AT&T to roll out true 5G to consumers in 'weeks'
It's still chiefly a lower-speed version of the technology, but genuine 5G is shortly to reach 'tens of millions' of AT&T customers across the US. True full speed 5G for businesses is also expanding.
AT&T is to bring a true 5G service to US consumers, with a program rolling it out nationwide over the next few weeks. Unlike its previous and contentious '5GE,' which proved to be only a renamed regular 4G service, the new one will be low-band 5G. AT&T is launching initially in five cities, and will be promoting it when it begins selling the Samsung Galaxy Note 10+ 5G from December.
"When we introduced the US to 5G last year," said Thaddeus Arroyo, CEO, AT&T Consumer, in a statement, "we started with a business-first and experience-based strategy to lay the foundation for innovation to come."

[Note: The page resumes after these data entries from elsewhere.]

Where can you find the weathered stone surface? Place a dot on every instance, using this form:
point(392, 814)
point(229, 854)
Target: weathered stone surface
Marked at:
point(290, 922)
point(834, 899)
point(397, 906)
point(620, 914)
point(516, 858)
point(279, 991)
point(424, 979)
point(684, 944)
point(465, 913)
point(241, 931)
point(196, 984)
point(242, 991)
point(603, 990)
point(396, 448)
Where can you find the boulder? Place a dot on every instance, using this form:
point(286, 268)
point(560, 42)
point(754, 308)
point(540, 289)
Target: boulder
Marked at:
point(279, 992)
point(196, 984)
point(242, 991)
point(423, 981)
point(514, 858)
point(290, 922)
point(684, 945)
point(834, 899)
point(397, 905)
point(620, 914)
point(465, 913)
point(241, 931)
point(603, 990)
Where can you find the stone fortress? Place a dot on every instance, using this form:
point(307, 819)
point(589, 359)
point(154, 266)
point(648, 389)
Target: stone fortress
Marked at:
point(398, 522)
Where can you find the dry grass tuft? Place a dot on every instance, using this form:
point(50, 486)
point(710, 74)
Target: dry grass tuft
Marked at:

"We're now introducing consumers to the future of wireless with broad 5G service included in our best unlimited plans for 5G devices like the Samsung Galaxy Note 10+ 5G," he continued.
Over the next few weeks, AT&T plans to launch this low-band 5G in Indianapolis, Pittsburgh, Providence (Rhode Island), Rochester (New York), and San Diego.
The company says it has also planned a rollout to many more markets including Boston, Buffalo, San Jose and more, though it has yet to specify a schedule.
AT&T's full-speed service, which the company calls 5G+ and is 5G over the nmmWave spectrum, is currently in parts of 21 cities. The company says speeds in those areas has been increased and that it will be adding the service to parts of a further 9 cities early next year.
To use the low-band 5G service, users will need a compatible phone — iPhones are not expected to have 5G until September 2020 — and to subscribe to specific AT&T packages. The company currently offers its Unlimited Extra or Unlimited Elite plans for $75 and $85 per month respectively.
It says 5G will be added to those plans at no existing cost.
AT&T is promoting the use of the Samsung Galaxy Note 10+ 5G with its service — similarly to how T-Mobile used the Galaxy S10 5G in June. Then AT&T will begin taking orders for that phone itself on November 25. The phone is expected to launch in the first half of December.
This means that Samsung, in conjunction with the AT&T network, is considerably ahead of Apple in bringing 5G to its users. However, by waiting almost a year longer before launching its 5G iPhones, Apple may sidestep the current confusion between these different low-band and mmWave forms of 5G.